El clima electoral comienza a instalarse, y no se puede decir que los primeros indicios sean auspiciosos. Todos sabemos que hay mucho en juego, y que el panorama social y partidario está sumamente polarizado después de tres victorias consecutivas del Frente Amplio en 2004, 2009 y 2014, todas ellas con mayoría parlamentaria propia. No hay que esperar, en estas circunstancias, campañas modosas y bonachonas, pero es muy peligroso para todos que nos vayamos al otro extremo.

Existe además la tentación de asumir que, en la región y en el mundo, lo que “da resultado” actualmente es la descalificación por cualquier medio de los rivales, y lograr que los votantes no estén dispuestos siquiera a escuchar sus propuestas. Por supuesto, esa manera de hacer política tiene también consecuencias, muy graves, después de las elecciones, con independencia de quién gane y quién pierda. Consolida un escenario en el que hay escasas posibilidades de diálogo y negociación, de modo que se sigue combatiendo, sin cuartel y con las mismas armas, a la espera de los siguientes comicios. Abundan los ejemplos muy cercanos.

Uno de los principales problemas del tipo de campaña que al país le conviene evitar es que, por su propia lógica perversa, tiende a que todo se devalúe. El partido A enfatiza –con verdades o mentiras– que en el partido B abundan los corruptos, y desde el partido B se le responde –con mentiras o verdades– que mucho peor ha sido la corrupción en el partido A. Y así sucesivamente, mientras se suman al intercambio de acusaciones los partidos C, D y E. La conclusión de un espectador crédulo será que los políticos uruguayos son, como dijo Jorge Batlle de los argentinos, “una manga de ladrones, del primero al último”. Parecido efecto tienen los intentos de convencer a la ciudadanía sobre cuál partido tiene mayor cantidad de incapaces, sinvergüenzas, alcohólicos, chetos o planchas.

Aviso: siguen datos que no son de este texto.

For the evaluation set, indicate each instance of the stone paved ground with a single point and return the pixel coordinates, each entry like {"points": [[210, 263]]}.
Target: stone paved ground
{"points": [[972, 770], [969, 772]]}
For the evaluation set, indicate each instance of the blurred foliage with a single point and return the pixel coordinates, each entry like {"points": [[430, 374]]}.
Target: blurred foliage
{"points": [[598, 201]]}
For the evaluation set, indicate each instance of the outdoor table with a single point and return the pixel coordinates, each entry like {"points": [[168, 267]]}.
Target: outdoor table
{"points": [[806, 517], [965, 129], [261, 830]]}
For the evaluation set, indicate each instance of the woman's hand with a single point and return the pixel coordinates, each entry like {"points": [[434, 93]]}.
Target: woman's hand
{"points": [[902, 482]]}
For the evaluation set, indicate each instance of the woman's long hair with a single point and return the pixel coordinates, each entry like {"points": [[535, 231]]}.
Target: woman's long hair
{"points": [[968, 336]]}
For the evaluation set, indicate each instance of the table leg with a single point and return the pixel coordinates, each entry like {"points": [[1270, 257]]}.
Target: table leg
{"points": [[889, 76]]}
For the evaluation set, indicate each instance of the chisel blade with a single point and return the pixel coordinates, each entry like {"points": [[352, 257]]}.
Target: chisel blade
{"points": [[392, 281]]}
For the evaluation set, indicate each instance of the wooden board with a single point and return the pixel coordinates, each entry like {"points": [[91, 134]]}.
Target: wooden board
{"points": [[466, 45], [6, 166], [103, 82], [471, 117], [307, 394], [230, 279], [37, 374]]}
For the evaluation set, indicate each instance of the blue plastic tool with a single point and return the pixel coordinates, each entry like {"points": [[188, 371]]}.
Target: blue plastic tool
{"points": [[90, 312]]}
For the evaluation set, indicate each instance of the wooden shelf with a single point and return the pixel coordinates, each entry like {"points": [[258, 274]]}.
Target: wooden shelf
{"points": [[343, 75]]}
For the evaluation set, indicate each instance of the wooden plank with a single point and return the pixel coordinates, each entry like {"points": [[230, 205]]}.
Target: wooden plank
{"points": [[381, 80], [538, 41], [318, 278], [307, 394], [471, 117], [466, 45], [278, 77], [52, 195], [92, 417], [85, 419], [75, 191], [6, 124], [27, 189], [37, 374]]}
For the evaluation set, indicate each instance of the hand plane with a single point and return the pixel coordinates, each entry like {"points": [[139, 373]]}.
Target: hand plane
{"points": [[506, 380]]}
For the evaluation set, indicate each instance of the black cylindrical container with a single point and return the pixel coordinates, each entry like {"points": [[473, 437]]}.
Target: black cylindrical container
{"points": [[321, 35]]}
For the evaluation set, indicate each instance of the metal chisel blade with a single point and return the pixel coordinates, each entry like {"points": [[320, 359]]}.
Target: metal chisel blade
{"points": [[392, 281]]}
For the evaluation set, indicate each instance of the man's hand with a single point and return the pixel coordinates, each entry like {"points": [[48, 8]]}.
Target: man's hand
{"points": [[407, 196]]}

Mientras tanto, las grandes cuestiones a las que deberá hacer frente el próximo gobierno nacional, sea del partido que fuere, suelen brillar por su ausencia en los discursos de campaña. Por ejemplo, la reforma del sistema de seguridad social, acuciada por una relación muy problemática entre la cantidad de aportantes y la de beneficiarios, y complicada por tendencias que en sí mismas son positivas, como la del aumento de la expectativa de vida o el crecimiento en términos reales del índice medio de salarios (que determina cada año los ajustes de pasividades). No es difícil ver por qué le huyen políticos y publicistas: es un tema en el que cuesta sostener que todo es culpa de los adversarios políticos y que hay soluciones fáciles e indoloras. Un asunto complejo, en el que hay que manejar números, y sobre el cual no resulta viable decirles a los votantes, con palabras sencillas, imágenes conmovedoras y música pegadiza, lo que les gustaría escuchar.

Dice el diccionario que la demagogia es una “degeneración de la democracia, consistente en que los políticos, mediante concesiones y halagos a los sentimientos elementales de los ciudadanos, tratan de conseguir o mantener el poder”. De esa peste hay que cuidarnos y estamos a tiempo.